An “abundance of caution”, Australia’s new Labor Government sounds like ours a few years ago.
Here health officials held an urgent meeting with duty minister Stuart Nash in Wellington on Monday night. At least one local epidemiologist, Michael Baker, thought we should follow suit. So did Christopher Luxon.
He told Newstalk ZB that while National was not party to the official advice being given to the Government it was “obvious” New Zealand should follow others. “I think when you look at what other countries have actioned in the last 24-48 hours, that it is quite sensible for us to be putting some risk mitigation in place,” he said.
This is election year, Luxon’s instincts matter. I suppose when the reporter rang he thought this was the safest thing to say. But how hard would it have been to say that with tens of thousands of New Zealanders infected by the virus, a few more cases arriving from China would not matter much?
That’s what David Seymour said without being a party to official advice, just using his head. The European Union’s disease prevention agency said something similar, concluding extra measures were not needed because the Covid strains in China are variants of Omicron, which is now endemic in Europe as it is here.
We were perhaps fortunate that the minister minding the fort for the Government over New Year was the Minister of Tourism and Economic Development. Nash would have been keeping the Prime Minister and others close to their phones but as the conduit of information, he would have been more influential than usual.
Tourism and economic development post-pandemic are both good reasons not to discourage travel from China with compulsory tests unless there is a very good reason to do so.

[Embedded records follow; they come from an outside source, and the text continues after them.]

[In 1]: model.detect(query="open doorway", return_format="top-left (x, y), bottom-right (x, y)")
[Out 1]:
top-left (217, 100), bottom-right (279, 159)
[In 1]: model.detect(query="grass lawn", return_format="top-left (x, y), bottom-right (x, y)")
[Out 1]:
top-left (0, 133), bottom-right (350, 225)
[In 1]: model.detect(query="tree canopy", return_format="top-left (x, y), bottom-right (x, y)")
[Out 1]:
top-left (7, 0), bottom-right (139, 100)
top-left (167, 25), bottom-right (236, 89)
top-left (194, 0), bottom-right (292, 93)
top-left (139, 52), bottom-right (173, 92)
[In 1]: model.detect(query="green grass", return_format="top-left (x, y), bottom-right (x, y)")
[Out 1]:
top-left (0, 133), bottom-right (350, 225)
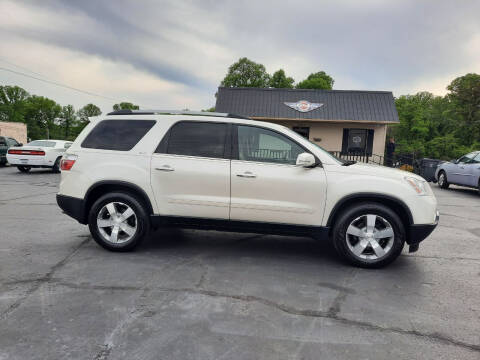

The only reason the World Health Organisation was advocating pre-departure tests was to get a more reliable measure of the scale of the outbreak in China than the People’s Republic was providing. It is only a month since its Government gave up the attempt to stamp out Covid-19 and it is trying to hide the full consequences for a population with little immunity.
Data gathering is the essence of the WHO’s purpose and it is important, but it hardly justifies mandatory travel tests in these circumstances. The reason the US, UK and Canada have been willing to comply is probably so that the people of China will realise, contrary to the propaganda that we have been receiving from their Government for years, they are now in worse shape than the decadent west.
Tempting as it may be to confront Chinese with the failure of Xi Jinping’s zero-Covid policy, and possibly reinforce recent protests against his autocratic rule, it’s never a good idea to do so with false pretences.
It took our Government two and half days to decide not to follow our anglophone fellow countries but it was a good decision. It concluded there will be “minimal public health risk to New Zealand” when China allows its people to travel again from tomorrow, but gave a nod to the WHO’s data gathering needs with a renewed voluntary testing drive and tests of aircraft wastewater.
It feels like we have come full circle from this time three years ago, when a new coronavirus had appeared in China. At that time the WHO was not anxious for countries to close their borders. Rather, its mantra was, “testing, testing, testing”.
As a UN agency, it was looking for a universal response rather than every nation isolating itself from others. Border restrictions were not just selfish, they proved to be futile when the virus mutated to a form too infectious to be stopped, as viruses usually do.
China is the last country to learn that lesson. We don’t need another year of economic damage.